Willy and Jenn are fighting and Jenn is calling her a replacement even though Jenn herself just replaced someone two weeks ago. Willy's dress is so damn ugly I can't get past it.

Jenn is one of those people who thinks that the louder she is, the tougher she is. She also says how she's got class. Anyone who has to tell people that they are classy is NOT classy. That's like how you know they aren't...when they say it.

Willy threatens to throw Jenn in the dumpster and Jenn's response is "Oh with my fuckin' Gucci and everything?" and Willy says it is fake. But wait, Jenn is classy...its real Gucci. We know this because she tells the other girls that she's classy and has real Gucci. Sure Jenn...and that isn't a Member's Only jacket you're wearing in the narrative interviews.

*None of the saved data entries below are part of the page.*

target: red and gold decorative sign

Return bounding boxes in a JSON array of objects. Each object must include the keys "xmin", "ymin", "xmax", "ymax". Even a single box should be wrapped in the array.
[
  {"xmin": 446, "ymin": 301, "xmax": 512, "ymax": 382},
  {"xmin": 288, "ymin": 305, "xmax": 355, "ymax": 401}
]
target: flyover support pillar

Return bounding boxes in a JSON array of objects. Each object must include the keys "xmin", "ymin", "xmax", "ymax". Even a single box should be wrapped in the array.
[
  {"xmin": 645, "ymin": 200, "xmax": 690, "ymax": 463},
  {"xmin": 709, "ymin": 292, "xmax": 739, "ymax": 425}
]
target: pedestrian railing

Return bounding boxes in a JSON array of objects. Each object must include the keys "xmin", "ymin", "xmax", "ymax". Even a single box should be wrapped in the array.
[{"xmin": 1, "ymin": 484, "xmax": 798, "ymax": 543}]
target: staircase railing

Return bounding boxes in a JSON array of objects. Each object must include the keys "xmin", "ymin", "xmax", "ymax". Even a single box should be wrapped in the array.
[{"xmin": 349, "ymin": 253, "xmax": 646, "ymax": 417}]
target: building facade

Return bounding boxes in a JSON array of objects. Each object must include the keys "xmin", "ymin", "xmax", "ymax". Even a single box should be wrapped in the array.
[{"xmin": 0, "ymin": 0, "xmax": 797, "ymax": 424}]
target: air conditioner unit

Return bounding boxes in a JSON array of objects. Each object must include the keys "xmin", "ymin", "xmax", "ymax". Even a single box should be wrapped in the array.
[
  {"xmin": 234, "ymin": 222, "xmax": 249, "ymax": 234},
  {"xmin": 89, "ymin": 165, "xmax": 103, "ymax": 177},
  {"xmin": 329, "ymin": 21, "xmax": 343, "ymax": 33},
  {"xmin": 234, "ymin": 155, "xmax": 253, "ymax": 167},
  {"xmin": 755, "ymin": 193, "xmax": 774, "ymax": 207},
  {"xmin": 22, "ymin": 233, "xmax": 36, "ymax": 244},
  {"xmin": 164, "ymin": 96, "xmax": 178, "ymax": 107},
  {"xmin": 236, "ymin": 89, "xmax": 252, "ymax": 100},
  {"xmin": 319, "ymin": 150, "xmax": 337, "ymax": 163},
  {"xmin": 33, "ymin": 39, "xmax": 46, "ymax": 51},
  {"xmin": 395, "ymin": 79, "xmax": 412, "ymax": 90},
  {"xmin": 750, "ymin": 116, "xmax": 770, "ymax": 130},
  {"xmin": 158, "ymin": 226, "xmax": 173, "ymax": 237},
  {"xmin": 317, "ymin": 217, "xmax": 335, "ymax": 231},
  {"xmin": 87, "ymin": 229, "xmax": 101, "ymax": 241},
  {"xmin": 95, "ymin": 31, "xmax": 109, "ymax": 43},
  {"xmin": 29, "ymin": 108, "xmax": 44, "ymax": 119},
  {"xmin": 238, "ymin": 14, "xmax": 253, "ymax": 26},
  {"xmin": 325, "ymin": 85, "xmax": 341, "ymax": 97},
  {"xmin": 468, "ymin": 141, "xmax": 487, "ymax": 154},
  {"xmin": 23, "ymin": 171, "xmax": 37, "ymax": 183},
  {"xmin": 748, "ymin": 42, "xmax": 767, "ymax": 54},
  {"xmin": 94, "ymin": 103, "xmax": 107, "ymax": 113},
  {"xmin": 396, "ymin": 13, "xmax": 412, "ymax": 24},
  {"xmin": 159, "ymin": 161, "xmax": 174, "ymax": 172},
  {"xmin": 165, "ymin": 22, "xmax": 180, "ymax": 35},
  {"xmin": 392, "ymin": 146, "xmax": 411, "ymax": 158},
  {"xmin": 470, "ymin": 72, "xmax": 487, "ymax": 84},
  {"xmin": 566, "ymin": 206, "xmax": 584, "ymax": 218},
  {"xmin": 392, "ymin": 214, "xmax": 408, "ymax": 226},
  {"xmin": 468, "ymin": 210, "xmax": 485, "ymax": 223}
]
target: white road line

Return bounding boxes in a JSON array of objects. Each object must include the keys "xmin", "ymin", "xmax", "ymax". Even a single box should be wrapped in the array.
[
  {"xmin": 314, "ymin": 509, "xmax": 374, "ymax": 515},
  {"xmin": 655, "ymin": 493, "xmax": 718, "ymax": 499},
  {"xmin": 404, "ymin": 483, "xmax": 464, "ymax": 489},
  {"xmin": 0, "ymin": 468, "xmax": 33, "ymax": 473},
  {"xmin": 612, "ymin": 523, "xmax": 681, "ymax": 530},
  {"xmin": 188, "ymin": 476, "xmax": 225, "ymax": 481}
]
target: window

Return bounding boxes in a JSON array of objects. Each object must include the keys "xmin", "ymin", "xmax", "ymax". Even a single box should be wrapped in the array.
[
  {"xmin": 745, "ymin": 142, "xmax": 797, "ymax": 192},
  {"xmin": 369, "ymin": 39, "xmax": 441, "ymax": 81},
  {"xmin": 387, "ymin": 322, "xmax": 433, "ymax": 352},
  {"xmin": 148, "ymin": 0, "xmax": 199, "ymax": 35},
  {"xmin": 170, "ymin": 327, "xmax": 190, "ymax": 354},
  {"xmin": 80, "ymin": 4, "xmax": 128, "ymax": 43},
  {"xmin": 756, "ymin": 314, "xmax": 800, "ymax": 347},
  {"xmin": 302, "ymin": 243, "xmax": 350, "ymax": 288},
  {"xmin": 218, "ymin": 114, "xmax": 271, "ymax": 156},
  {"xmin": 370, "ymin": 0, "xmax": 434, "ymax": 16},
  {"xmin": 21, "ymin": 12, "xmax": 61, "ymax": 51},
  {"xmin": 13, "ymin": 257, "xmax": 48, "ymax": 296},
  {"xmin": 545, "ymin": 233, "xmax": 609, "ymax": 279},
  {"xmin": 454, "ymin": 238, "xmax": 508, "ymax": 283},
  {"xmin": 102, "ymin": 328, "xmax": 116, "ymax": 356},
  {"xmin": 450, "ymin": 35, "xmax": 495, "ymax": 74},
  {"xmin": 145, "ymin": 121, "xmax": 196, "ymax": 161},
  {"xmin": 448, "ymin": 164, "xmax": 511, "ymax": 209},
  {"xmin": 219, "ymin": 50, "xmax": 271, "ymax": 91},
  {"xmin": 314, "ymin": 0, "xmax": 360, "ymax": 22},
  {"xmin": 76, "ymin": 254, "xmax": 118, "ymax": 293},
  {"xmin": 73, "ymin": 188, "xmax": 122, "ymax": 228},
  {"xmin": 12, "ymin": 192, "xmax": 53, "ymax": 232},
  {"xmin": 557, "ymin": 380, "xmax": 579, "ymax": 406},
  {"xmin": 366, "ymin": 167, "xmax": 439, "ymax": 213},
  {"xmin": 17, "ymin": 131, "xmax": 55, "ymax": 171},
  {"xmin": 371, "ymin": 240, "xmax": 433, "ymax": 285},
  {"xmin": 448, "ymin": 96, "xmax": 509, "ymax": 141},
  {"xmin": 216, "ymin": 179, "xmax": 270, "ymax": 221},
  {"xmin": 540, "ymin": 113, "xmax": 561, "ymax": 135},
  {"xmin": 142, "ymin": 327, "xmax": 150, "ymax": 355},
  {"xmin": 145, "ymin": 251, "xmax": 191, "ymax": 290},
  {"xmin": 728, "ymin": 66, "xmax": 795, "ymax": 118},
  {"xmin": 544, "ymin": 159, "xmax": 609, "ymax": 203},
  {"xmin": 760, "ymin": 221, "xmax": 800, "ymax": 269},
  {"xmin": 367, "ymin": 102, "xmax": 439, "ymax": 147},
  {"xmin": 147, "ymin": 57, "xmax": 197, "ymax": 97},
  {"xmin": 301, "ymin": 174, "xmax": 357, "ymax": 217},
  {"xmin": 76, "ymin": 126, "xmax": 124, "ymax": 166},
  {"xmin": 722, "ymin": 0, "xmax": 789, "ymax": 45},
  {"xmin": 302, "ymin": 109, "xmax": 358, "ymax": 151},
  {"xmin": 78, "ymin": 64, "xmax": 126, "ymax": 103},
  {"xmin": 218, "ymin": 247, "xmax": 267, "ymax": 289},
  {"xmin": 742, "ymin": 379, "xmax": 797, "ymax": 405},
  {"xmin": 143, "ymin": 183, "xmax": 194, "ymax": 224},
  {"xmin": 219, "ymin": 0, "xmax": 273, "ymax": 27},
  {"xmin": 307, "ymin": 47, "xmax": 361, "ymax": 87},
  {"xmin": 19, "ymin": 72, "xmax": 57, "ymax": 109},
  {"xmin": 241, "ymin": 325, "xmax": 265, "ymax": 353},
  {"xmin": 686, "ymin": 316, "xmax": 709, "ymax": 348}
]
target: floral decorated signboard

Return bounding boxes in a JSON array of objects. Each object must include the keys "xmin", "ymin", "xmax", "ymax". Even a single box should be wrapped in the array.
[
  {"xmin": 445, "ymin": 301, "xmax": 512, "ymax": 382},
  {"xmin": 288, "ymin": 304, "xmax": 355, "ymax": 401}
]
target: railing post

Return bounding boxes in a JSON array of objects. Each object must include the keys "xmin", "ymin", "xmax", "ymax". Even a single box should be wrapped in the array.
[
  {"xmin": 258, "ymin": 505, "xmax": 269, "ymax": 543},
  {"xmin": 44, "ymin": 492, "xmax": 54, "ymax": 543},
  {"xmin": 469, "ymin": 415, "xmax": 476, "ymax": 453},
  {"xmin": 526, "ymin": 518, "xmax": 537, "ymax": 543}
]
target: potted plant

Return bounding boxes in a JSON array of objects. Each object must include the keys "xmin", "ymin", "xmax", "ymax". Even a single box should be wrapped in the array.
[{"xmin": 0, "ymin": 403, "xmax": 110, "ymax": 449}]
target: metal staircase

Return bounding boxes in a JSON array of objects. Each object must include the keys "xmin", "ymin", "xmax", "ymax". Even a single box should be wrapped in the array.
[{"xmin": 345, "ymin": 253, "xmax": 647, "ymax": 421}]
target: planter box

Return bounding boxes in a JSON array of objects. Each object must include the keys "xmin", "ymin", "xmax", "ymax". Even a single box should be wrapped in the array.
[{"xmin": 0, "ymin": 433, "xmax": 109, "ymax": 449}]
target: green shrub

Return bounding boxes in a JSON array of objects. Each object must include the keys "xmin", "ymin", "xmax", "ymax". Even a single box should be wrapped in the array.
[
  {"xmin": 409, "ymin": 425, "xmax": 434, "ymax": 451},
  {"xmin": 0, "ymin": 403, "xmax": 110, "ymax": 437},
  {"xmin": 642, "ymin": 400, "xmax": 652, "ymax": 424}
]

Willy takes off her underwear and pees in the bed. How is it that no one can control their bladder?

Jessica talks to her mother and she tells her that Aaron's wife isn't living at home anymore. GOOD! Who wants to be married to a man that goes on the Bad Girls Club and wets the bed? In the hot tub later Jessica tells the other girls that she hasn't been able to set foot in her brother's house for three years - apparently his wife didn't allow it.

The next day Nicki and Willy are at the Pink Taco discussing the fact that Jenn is their target to get out of the house. When they come back we see that Willy is wearing ugly ass skin tight pants. WTF? She has a plastic bag that says "Fucci" on it and she's talking with a valley girl voice in the confessional. This makes no sense since she and Jenn are both from Jersey and have Jersey accents.

Nicki thinks she's insulting Jenn by calling her "weak sauce". How old is she again?

Willy and her ugly pants are drinking Pabst Blue Ribbon. Gross.

Nicki, Willy and Lauren hang up pieces of paper that say WEAK on it all over the house. Oh snap, burn!!